En ouverture du XXIe sommet de la francophonie (les 4 et 5 octobre 2024 à Villers-Cotterêts et Paris) , une Conférence internationale se préoccupe des raisons et des moyens de réenchanter les villes. Les organisateurs de cette conférence, portée par l’Association internationale des maires francophones, défendent la nécessité de mobiliser les villes, leurs élus, leurs habitants pour en faire les acteurs d’un meilleur respect de notre planète.
Les Jeux Olympiques Paris 2024 sont terminés. Au dire des commentateurs, dans la presse comme dans les réseaux sociaux, ce fut une parenthèse enchantée, dans laquelle inclusion, vivre ensemble, partage de l’espace urbain, efficacité des équipements publics ont donné à voir la silhouette aimable d’un cadre de vie urbain.
Mais d’autres informations ont alerté immédiatement sur des problèmes tout aussi présents de chaleur, de manque d’eau, d’incendie, d’inondations et autres catastrophes et crises qui ont atteint des milliers de familles dans le monde. Leurs annonces font écho aux prévisions sombres du GIEC dont les rapports successifs sont des alertes de plus en plus fortes.
Les villes se trouvent doublement concernées par l’accumulation de ces crises, d’une part parce qu’elles concentrent aujourd’hui la majorité de la population mondiale et qu’elles accueillent toujours davantage de nouveaux habitants, d’autre part parce que leurs formes, leurs matériaux, leur croissance participent à fragiliser les milieux naturels et à accroître les risques.
Depuis plusieurs décennies, les crises économiques et les ruptures technologiques se succèdent. De plus en plus rapprochées, elles s’accompagnent d’injonctions au changement mais aussi de dommages sur la biodiversité et le climat.
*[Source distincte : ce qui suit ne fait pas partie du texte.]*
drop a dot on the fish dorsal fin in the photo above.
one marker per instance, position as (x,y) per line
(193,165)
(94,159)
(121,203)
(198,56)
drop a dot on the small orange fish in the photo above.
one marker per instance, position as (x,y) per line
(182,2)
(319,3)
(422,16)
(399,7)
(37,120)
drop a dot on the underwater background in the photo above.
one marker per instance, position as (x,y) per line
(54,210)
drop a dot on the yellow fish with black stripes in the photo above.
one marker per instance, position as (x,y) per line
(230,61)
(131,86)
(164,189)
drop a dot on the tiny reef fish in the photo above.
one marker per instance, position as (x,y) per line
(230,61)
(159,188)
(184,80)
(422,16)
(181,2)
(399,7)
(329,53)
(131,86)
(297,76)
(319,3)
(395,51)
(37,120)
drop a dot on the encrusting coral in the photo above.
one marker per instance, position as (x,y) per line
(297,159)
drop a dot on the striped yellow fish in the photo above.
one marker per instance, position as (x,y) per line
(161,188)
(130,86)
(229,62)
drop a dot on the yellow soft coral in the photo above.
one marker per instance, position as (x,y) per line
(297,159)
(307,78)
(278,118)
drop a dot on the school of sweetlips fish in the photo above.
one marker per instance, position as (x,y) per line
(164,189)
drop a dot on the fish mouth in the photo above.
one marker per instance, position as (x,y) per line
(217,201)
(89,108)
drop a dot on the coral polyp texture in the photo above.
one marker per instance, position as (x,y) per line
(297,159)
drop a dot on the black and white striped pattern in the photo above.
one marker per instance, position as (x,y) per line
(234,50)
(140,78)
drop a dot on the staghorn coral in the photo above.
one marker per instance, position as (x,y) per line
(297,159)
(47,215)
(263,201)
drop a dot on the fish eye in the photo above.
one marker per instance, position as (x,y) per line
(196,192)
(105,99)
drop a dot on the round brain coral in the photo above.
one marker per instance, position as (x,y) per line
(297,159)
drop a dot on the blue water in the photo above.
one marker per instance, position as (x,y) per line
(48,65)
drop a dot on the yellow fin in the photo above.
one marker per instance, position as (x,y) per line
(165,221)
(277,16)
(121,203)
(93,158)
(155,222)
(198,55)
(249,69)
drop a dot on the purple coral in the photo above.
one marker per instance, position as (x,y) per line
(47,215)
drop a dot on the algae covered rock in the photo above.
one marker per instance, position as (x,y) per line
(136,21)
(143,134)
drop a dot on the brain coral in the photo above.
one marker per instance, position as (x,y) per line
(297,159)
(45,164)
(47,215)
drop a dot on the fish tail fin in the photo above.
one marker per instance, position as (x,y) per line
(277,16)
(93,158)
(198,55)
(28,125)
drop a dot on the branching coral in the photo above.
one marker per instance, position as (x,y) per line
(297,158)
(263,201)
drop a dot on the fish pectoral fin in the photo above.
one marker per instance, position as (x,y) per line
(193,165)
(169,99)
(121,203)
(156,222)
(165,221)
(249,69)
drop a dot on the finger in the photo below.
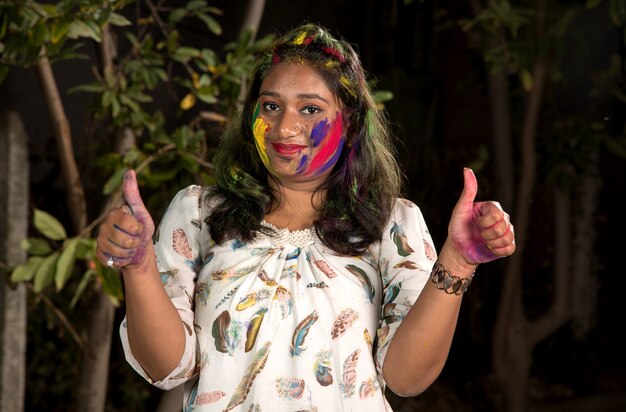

L’accélération est telle que le vocabulaire lui-même s’épuise à appréhender notre époque : chocs, crises, anthropocène ; développement durable, transitions, adaptations sont autant d’expressions qui s’appliquent à la fois à une échelle globale et à des impacts locaux précis et souvent dramatiques. Les migrations de population sont de plus en plus massives, pour raisons de guerre, d’épuisement des ressources, de sécheresse et d’inondation et leur corollaire de violences politiques et économiques auxquelles chaque jour, des millions de personnes tentent d’échapper au péril de leur vie. Au regard à la fois des évolutions différentielles des démographies dans le monde et de l’augmentation continue des besoins, le moment que nous vivons est bien celui de la prise de conscience des limites de notre manière d’habiter la planète.
Dégager des scénarios pour que les villes de 2050 soient des territoires vivables
Dans les villes, les conséquences se traduisent par des contraintes inédites : la croissance continue des taches urbaines gaspille le sol, consomme le temps de tous les habitants dans les transports et les files d’attente, immobilise des ressources pour construire des infrastructures toujours plus importantes et plus coûteuses (habitat, moyens de transport et de logistique, moyens de production, d’éducation et de santé), complexifie enfin la gouvernance. Architectes, urbanistes, paysagistes, mais aussi juristes, économistes, sociologues, etc. sont autant de compétences qui sont de plus en plus nécessaires pour éclairer cette complexité, dresser les diagnostics et dégager des scénarios pour que les villes de 2050 soient des territoires vivables.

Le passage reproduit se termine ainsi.